60歳からの眼差し

人生の最終章へ、見る物聞くもの、今何を感じるのか綴って見ようと思う。

社会との関り

2015年10月30日 08時05分55秒 | 日記
 9月の初めに大学時代の同級生が上京してき、それに合わせて在京同級生が集まった。その席で幹事が、「12月に忘年会をやろう」と提案する。先日その幹事から、「前回話していた忘年会を12月○日にする予定だが、どうだろう?」という内容の留守電が入っていた。
  「さてどうしよう」、本音としてはあまり気が進まない。私の学生時代は部活も積極的ではなく交友関係も少なかった。従って今回の出席メンバーとはあまり接点が無く、何年かに1度の同窓会で声を交わす程度だったからである。予定日が間際であれば用事を作って断っても良いのだが、2ヶ月先ではそうも行かない。折角誘ってくれたのに断ってしまえば角が立つような気もする。留守電だったから、こちらから電話しないとまた電話がかかってくるだろう。悩みどころである。
 
 翌日幹事に電話をかける。「折角誘ってくれたのに申し訳ないが今回はパスしたい。自分は学生時代あまり皆とは親しくなかった。だから同窓会的な集まりは数年に一度で良いと思っている。次回又集まる時があればぜひ声を掛けてほしい」、そんな言い方で断った。会話の中で彼は、「昔の仲間とワイワイ話すのは楽しいではないか」と言う。しかし私自身はあまり楽しくないのである。いつも話題は学生時代の思い出と、社会に出てからの武勇伝、そして病気の話である。しかし基本的に私はこの3つを持っていない。学生時代の仲間との思い出に乏しく、社会では何度かの転職で出世栄達の武勇伝もない。そして幸いにして、今までに大きな病気の経験も持っていないのである。
 
 
 今年の1月末に65歳で会社を辞めた友人と、その後も定期的に会っている。彼は今、週3回水泳に行き、週2回健康麻雀クラブの代打ち(メンバーが不足の時に加わる)をしている。あとは家でプランターで野菜を育てて楽しんでいる。したがって会えばいつもその話になる。水泳でプールを何往復できるようになったとか、麻雀のメンバーにこんな人がいるとか、プチトマトが見事な実をつけたとかの話である。最初は「ほおう~」と聞いていても、いつもいつも同じ話だと飽きてくる。こちらが仕事でのトラブルや株の話をしてもあまり乗ってこない。なんとなく彼は別の世界に行ってしまったようである。
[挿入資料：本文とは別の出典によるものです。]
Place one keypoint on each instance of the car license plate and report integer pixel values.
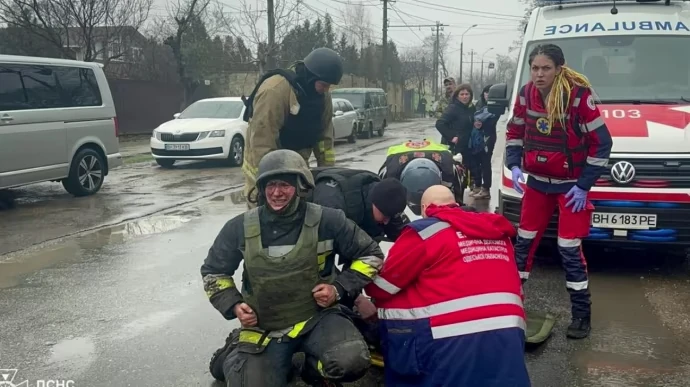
(176, 146)
(623, 221)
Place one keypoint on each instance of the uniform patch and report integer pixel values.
(543, 126)
(417, 144)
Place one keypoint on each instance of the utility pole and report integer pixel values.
(481, 80)
(437, 54)
(270, 15)
(435, 27)
(462, 41)
(472, 52)
(384, 82)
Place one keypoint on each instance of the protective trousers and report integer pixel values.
(334, 346)
(537, 209)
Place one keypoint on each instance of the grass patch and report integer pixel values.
(141, 158)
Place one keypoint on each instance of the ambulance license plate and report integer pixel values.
(623, 221)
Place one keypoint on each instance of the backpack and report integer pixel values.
(351, 182)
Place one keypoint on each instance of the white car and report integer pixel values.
(209, 129)
(345, 120)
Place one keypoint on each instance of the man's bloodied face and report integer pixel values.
(279, 193)
(450, 86)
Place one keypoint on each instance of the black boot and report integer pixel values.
(218, 358)
(579, 328)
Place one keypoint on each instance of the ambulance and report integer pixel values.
(637, 56)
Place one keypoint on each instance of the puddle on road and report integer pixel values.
(73, 355)
(629, 345)
(149, 322)
(72, 250)
(235, 197)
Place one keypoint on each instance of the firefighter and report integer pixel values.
(444, 101)
(559, 138)
(292, 109)
(399, 158)
(290, 290)
(377, 206)
(449, 300)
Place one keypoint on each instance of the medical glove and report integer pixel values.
(578, 198)
(517, 178)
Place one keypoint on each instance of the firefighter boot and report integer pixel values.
(579, 328)
(216, 365)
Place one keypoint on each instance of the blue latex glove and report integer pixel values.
(578, 198)
(483, 115)
(517, 179)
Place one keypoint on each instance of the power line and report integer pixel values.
(471, 10)
(410, 28)
(460, 11)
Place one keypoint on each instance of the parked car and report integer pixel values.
(57, 123)
(345, 120)
(371, 105)
(209, 129)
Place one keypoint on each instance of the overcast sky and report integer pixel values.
(497, 22)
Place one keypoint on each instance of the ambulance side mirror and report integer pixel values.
(498, 99)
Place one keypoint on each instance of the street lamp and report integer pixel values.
(462, 37)
(481, 79)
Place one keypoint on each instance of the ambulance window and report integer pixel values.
(619, 67)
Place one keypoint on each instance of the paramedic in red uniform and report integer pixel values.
(449, 300)
(559, 138)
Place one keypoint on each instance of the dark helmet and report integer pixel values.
(418, 175)
(325, 64)
(282, 162)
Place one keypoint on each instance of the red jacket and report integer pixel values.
(456, 269)
(540, 149)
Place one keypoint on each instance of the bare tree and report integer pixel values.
(249, 25)
(357, 24)
(416, 69)
(88, 30)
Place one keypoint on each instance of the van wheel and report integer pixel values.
(236, 154)
(86, 173)
(165, 163)
(353, 136)
(383, 128)
(369, 131)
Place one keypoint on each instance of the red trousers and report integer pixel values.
(537, 210)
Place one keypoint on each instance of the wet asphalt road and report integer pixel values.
(123, 305)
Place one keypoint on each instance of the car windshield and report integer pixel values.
(356, 99)
(628, 68)
(213, 109)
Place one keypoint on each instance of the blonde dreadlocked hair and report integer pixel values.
(563, 84)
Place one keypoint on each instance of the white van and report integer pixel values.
(636, 55)
(57, 123)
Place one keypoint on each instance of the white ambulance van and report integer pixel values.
(637, 56)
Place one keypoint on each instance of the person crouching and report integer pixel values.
(449, 300)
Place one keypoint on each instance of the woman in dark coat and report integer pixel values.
(457, 121)
(483, 159)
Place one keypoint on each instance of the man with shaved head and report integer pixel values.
(450, 286)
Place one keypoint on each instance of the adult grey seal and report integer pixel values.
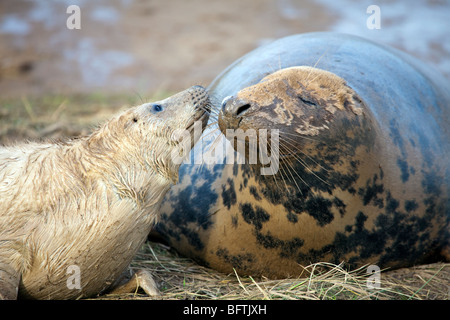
(73, 215)
(363, 177)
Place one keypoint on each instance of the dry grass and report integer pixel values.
(181, 278)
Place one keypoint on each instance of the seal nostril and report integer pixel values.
(242, 109)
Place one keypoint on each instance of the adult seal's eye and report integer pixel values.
(157, 108)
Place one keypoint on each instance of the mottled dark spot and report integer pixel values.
(234, 221)
(235, 169)
(288, 248)
(397, 137)
(255, 193)
(403, 165)
(190, 206)
(256, 217)
(431, 183)
(411, 205)
(238, 261)
(370, 193)
(391, 203)
(319, 209)
(338, 203)
(292, 217)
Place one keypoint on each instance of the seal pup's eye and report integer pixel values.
(156, 108)
(225, 100)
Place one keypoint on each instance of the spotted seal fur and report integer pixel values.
(364, 177)
(83, 208)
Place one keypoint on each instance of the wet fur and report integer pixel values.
(89, 202)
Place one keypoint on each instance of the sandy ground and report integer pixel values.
(134, 46)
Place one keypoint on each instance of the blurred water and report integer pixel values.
(129, 45)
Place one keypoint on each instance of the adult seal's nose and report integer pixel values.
(234, 107)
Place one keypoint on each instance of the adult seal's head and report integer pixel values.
(300, 103)
(73, 215)
(363, 177)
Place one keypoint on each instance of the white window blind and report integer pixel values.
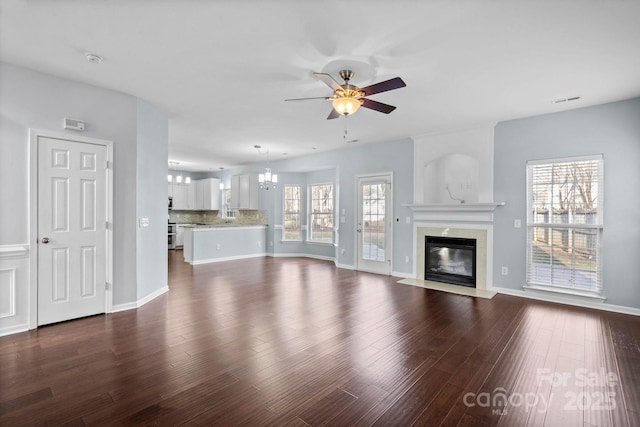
(564, 224)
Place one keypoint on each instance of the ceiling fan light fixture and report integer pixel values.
(346, 105)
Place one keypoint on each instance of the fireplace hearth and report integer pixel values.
(450, 260)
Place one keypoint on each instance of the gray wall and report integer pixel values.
(611, 129)
(153, 140)
(31, 99)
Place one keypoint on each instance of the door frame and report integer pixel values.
(389, 213)
(34, 136)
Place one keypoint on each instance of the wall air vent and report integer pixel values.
(561, 100)
(73, 124)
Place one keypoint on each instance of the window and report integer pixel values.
(291, 213)
(321, 213)
(564, 224)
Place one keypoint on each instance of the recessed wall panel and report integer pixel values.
(60, 279)
(60, 204)
(88, 271)
(88, 205)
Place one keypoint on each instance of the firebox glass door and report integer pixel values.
(374, 194)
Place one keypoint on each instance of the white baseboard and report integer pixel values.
(540, 296)
(231, 258)
(14, 329)
(140, 302)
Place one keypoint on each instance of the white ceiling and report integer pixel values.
(222, 69)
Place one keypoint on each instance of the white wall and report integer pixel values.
(33, 100)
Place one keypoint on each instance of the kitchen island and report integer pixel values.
(223, 242)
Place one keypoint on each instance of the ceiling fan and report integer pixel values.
(347, 98)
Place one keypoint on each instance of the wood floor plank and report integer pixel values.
(299, 342)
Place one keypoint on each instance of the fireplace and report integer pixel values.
(450, 260)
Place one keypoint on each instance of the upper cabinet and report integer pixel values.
(244, 192)
(201, 195)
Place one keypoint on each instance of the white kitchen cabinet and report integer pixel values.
(244, 191)
(200, 195)
(191, 195)
(180, 197)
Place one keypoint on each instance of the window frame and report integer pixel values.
(570, 228)
(286, 213)
(311, 214)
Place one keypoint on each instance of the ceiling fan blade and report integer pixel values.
(305, 99)
(395, 83)
(333, 114)
(328, 80)
(378, 106)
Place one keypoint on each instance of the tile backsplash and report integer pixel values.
(257, 217)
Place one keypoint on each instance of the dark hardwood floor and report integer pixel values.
(296, 342)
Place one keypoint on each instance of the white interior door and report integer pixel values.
(374, 224)
(72, 198)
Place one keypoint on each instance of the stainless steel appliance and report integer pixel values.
(172, 235)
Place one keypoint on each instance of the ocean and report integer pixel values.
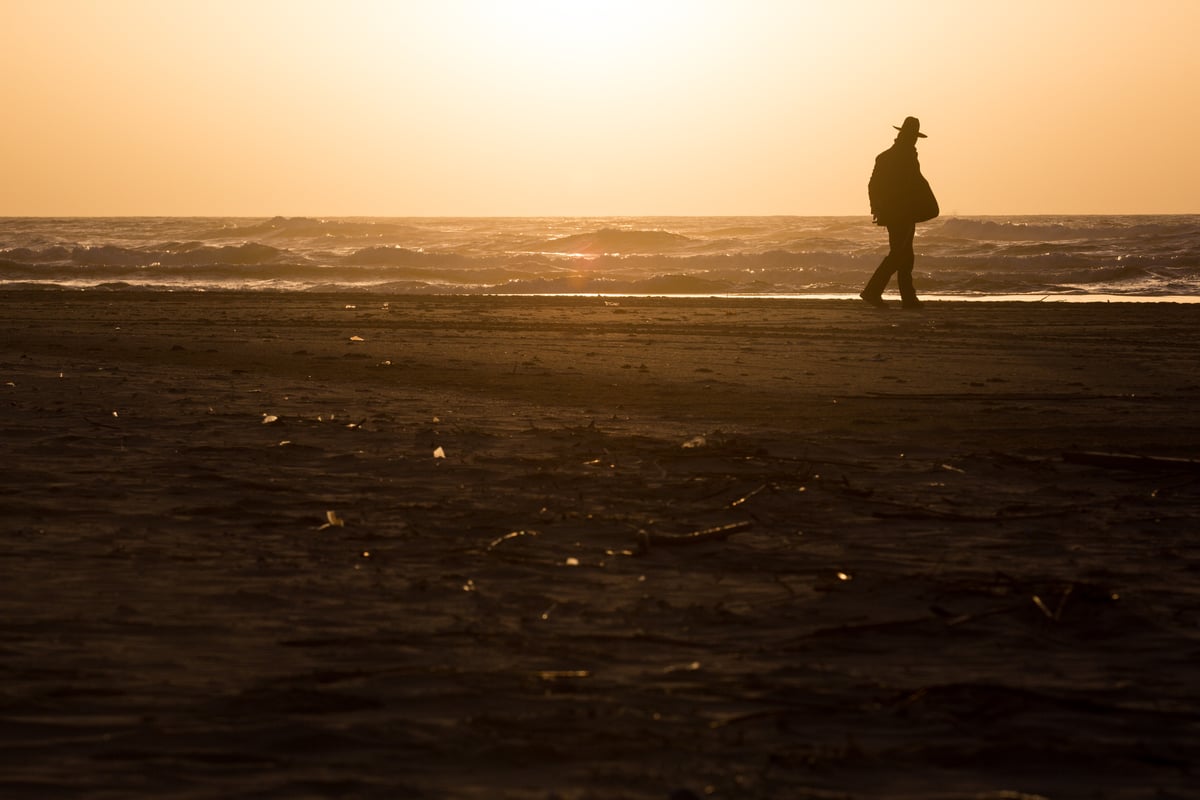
(1031, 257)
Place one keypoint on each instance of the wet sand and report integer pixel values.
(289, 546)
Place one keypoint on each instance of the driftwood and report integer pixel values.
(646, 539)
(1131, 461)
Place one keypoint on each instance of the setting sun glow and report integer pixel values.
(580, 107)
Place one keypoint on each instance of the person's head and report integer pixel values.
(910, 131)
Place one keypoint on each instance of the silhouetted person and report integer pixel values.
(900, 198)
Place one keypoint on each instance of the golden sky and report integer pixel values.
(593, 107)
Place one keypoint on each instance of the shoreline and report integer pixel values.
(741, 548)
(379, 293)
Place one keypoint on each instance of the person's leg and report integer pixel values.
(900, 239)
(874, 289)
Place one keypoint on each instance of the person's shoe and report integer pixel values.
(873, 299)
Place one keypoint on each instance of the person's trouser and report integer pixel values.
(898, 262)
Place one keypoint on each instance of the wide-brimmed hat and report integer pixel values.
(911, 125)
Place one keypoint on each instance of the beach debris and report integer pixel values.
(510, 536)
(333, 521)
(1129, 461)
(720, 533)
(558, 674)
(744, 498)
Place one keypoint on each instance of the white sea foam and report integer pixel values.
(1089, 257)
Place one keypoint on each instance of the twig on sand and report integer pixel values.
(1129, 461)
(646, 539)
(923, 512)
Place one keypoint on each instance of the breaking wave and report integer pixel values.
(1132, 256)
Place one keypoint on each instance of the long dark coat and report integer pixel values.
(899, 192)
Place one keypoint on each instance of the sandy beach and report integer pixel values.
(357, 546)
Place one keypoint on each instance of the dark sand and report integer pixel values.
(921, 597)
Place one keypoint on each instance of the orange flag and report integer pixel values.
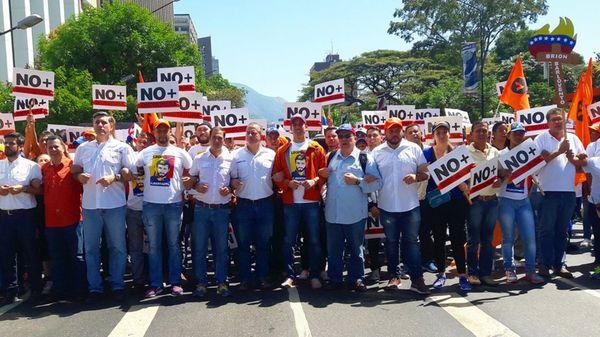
(515, 92)
(578, 111)
(149, 119)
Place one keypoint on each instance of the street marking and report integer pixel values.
(472, 318)
(299, 318)
(135, 323)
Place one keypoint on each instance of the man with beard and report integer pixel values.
(20, 178)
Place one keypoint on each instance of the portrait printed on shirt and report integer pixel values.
(161, 171)
(298, 165)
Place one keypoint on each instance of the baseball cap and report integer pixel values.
(439, 125)
(517, 126)
(162, 122)
(345, 127)
(393, 121)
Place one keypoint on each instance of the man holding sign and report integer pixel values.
(563, 157)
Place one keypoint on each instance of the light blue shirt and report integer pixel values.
(347, 204)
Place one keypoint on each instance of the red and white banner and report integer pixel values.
(209, 106)
(189, 111)
(523, 161)
(483, 177)
(7, 123)
(594, 112)
(534, 120)
(184, 76)
(330, 92)
(109, 97)
(455, 134)
(452, 169)
(310, 111)
(157, 97)
(374, 119)
(33, 83)
(39, 108)
(233, 121)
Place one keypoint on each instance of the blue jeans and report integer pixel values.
(159, 218)
(210, 224)
(254, 225)
(295, 215)
(403, 225)
(112, 222)
(480, 232)
(351, 236)
(556, 212)
(68, 268)
(513, 213)
(18, 234)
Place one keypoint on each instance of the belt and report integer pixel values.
(12, 211)
(250, 201)
(212, 206)
(486, 197)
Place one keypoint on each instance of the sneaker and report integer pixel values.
(303, 275)
(223, 290)
(418, 286)
(393, 284)
(176, 290)
(511, 276)
(464, 284)
(488, 281)
(534, 278)
(360, 286)
(153, 292)
(474, 280)
(430, 267)
(375, 277)
(200, 291)
(440, 281)
(288, 283)
(563, 272)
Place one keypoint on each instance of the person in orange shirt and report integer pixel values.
(62, 201)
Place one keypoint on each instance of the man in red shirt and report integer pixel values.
(62, 203)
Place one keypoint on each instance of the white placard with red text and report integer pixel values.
(523, 161)
(157, 97)
(33, 83)
(452, 169)
(109, 97)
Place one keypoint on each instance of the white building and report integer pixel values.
(18, 48)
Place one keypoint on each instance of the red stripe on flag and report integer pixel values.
(533, 163)
(109, 103)
(483, 185)
(161, 104)
(41, 92)
(328, 98)
(458, 175)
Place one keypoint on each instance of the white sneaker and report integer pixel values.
(303, 275)
(315, 283)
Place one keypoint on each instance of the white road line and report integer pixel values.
(135, 323)
(472, 318)
(299, 318)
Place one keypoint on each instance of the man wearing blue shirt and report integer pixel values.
(350, 177)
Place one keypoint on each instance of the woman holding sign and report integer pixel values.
(448, 210)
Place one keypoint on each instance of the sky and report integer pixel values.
(271, 45)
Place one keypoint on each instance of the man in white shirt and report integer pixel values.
(254, 209)
(563, 157)
(164, 168)
(19, 179)
(102, 166)
(401, 164)
(211, 175)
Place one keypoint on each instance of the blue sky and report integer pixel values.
(271, 45)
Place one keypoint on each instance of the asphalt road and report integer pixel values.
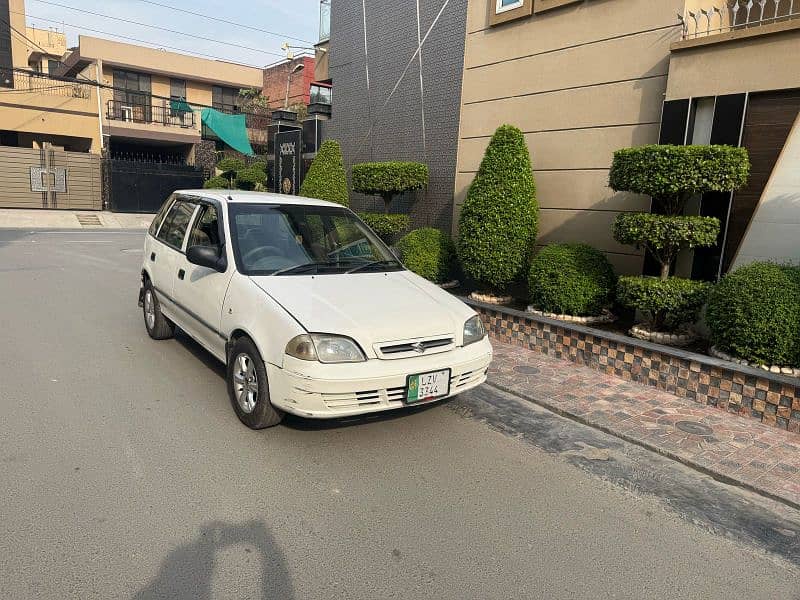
(125, 474)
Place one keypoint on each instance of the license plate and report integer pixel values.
(427, 386)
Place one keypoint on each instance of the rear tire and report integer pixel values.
(157, 325)
(248, 387)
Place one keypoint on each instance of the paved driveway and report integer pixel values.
(126, 474)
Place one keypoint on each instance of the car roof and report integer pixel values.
(234, 196)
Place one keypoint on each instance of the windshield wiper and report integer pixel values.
(303, 268)
(374, 263)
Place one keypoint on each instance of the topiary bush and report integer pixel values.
(229, 166)
(326, 178)
(571, 279)
(389, 179)
(387, 227)
(754, 313)
(498, 222)
(673, 174)
(217, 183)
(429, 253)
(665, 236)
(250, 179)
(666, 303)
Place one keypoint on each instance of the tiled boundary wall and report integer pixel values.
(770, 398)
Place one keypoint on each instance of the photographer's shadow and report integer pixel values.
(188, 571)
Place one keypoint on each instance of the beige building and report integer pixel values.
(140, 88)
(583, 78)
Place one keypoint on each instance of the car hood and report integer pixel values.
(368, 307)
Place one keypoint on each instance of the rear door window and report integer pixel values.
(177, 220)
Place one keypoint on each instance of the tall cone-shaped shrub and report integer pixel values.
(326, 178)
(498, 222)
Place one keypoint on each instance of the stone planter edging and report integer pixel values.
(773, 399)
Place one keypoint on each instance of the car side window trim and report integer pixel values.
(162, 215)
(185, 237)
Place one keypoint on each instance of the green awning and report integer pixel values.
(231, 129)
(179, 106)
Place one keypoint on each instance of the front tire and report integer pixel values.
(157, 325)
(248, 387)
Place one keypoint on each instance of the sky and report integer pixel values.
(286, 18)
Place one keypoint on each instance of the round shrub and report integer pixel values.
(217, 183)
(754, 313)
(498, 222)
(387, 227)
(668, 303)
(572, 279)
(229, 165)
(429, 253)
(326, 178)
(388, 179)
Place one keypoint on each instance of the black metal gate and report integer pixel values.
(143, 186)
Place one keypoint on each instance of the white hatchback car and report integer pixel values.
(310, 311)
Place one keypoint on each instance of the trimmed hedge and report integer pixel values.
(671, 174)
(754, 313)
(665, 236)
(498, 222)
(571, 279)
(387, 227)
(388, 179)
(326, 178)
(429, 253)
(229, 165)
(217, 183)
(667, 303)
(250, 178)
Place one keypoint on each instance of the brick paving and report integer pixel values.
(729, 447)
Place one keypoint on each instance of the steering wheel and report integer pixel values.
(260, 252)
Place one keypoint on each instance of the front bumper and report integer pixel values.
(320, 391)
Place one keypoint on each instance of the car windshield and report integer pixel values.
(281, 240)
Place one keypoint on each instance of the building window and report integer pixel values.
(503, 11)
(321, 94)
(132, 88)
(225, 99)
(177, 89)
(505, 5)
 このブログにも書いたが、夏に会った83歳の人と話していた時、「年寄りが年寄りと話しても、ちっとも面白くない。やはり今現役の人と話すと、自分もそのエネルギーを貰うようで楽しい」、そんな話をしていたのを思い出す。

 人はリタイヤして社会との関わりが少なくなると、最大の関心事は自分の健康のことになる。そして将来に可能性が無いから、過去の中に生きるようになってくる。現実に社会の真っ只中にいる人たちは、子供であれ、子育ての主婦であれ、サラリーマンであれ全力で生きている。そして社会の中で一生懸命生きていれば、当然トラブルや悩みや願望が出てくる。そんな人達と接していると、自分も連れて同じ社会の中に生きているのだと実感させてくれる。だから年寄りが年寄りと話すより、若い人と話すほうが魅力があるのだろう。
 
 私ももう片足は年寄り世界に足を突っ込んでいる。間近に迫った老後、できればダラダラとしたものではなく、張りのある生活にしたいものである。それには篠田桃紅(103歳)の本に書いてあった、「自分が夢中になるものを持つと、生きていて人は救われる」ということが真理なのだろうと思っている。仕事に変わって何か一生懸命になれるものが必要なのである。そのためには目標が持てるものが良い。今はそんなものを一つでも二つでも持てるようにともがいている。